Breadth Momentum Crests As FX Volatility Plunges

Jason Goepfert
2019-03-19

Breadth surge has crested

After seeing a historic run in the momentum of stocks’ underlying breadth in January and February, indicators are showing diverging trends. 

That’s to be expected after readings like January’s, and historically these “negative divergences” haven’t been so negative. Over the medium- to long-term, the S&P did very well, especially its consistency and average return. The risk/reward was decent, but not excellent.

No vol in FX

Volatility among currencies has been very low, and traders are pricing in the idea that it will continue.
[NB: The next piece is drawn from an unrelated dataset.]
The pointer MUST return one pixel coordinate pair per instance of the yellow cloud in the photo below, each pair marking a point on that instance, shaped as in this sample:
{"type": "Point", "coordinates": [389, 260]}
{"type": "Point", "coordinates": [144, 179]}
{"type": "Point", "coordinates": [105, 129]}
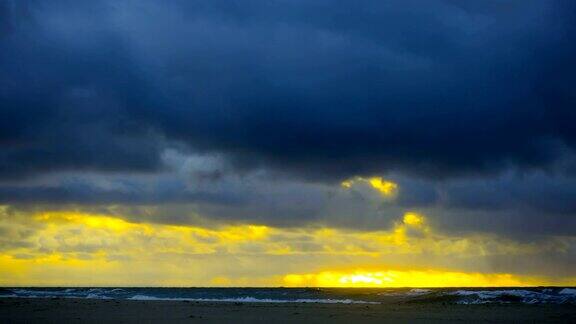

They’ve been mostly right shorter-term, not so much longer-term, as volatility in the dollar has doubled over the next year after other times it has dropped to this low of a level. It was a modest positive for commodities.

Questionable week

One of the more consistent seasonal tendencies over the past 7 years has been weakness after quarterly option expirations, especially in March. SPY has been negative during this week all 7 years. Real estate funds like IYR and VNQ have been the worst performers.

Good utilities

The McClellan Summation Index for the utilities sector has moved to an extreme, and 70% of the stocks have reached overbought levels. According to the Backtest Engine, that has preceded losses in XLU almost every time over the next 2 months.

Lagging small-caps

The S&P 500 has hit a 100-day high while the Russell 2000 is (was) more than 2% below its own 100-day day. Six months after other instances, the S&P was higher 88% of the time.